My package requires the fast XorBytes
function otherwise it's 40% slower. I can't ship with a copy of Go's assembly implementation because of licensing; plus it would be excessive.
I can't ship with a copy of Go's assembly implementation because of licensing; plus it would be excessive.
Go’s license is very permissive. I’m surprised to hear that that is an issue. And fwiw, I’d consider copy/pasting such code a pretty reasonable interim fix under the circumstances—huge win, not all that much code, low refactoring risk (just copy/paste), pretty stable source with lots of miles on it. Just my 2c.

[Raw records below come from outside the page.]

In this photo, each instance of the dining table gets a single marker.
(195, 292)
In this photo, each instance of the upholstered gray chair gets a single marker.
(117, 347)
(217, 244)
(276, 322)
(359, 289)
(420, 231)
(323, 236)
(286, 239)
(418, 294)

I'm contributing to a project using the MIT license, so I assumed it wouldn't be compatible but you're right. I'll make a pull request and see what they think of a package containing the Go license plus files with the Go copyright.
I'll still need xorBytes
(or another copy of the assembly code) when I get around to implementing FEC (parity packets) but yeah this solution seems okay.
Seems like this is happening outside the bytes
package, so closing per discussion with @golang/proposal-review.
Where was this merged into after all?
@Kargakis I'm not sure I understand your question. This proposal was declined.
OK, thanks, I don't know what the status of that is.